Das Projekt wurde in allen finanztechnischen Belangen wie der Kontoführung, der Übernahme der Verwaltungskosten oder dem Geldtransfer nach Äthiopien von den Päpstlichen Missionswerken missio unterstützt.
Öffentlichkeitsarbeit fand bei Standaktionen statt, zum Beispiel auf dem Frankfurter Stadtkirchenfest,[16] aber auch im Internet, zum Beispiel auf Facebook und der Spendenplattform betterplace.org,[9] und in Medien wie Radio Horeb.
In Äthiopien wurde das Projekt seit 2011 als OVC-Projekt durchgeführt[4] und vom Adigrat Diocesan Catholic Secretariat (ADCS) des Bistums Adigrat vor Ort betreut. Schirmherr war der Diözesanbischof Tesfay Medhin.[17] Das OVC-Projekt war in besonders von Armut betroffenen Gebieten tätig.
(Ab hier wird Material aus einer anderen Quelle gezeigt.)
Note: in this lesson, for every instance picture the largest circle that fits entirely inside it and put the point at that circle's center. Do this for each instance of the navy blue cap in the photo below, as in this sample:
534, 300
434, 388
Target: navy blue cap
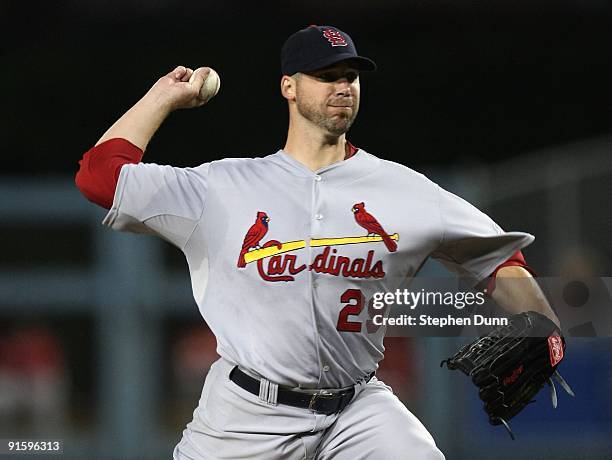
317, 47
Der Projektkoordinator des ADCS, Woldemariam Besirat, wählte die Stipendiaten aus und stand ihnen während ihrer Ausbildung als Ansprechpartner zur Verfügung.[4] Er organisierte im Rahmen von Stipendiatentreffen auch Workshops zu Themen wie AIDS oder den Folgen von Auswanderung und Flucht.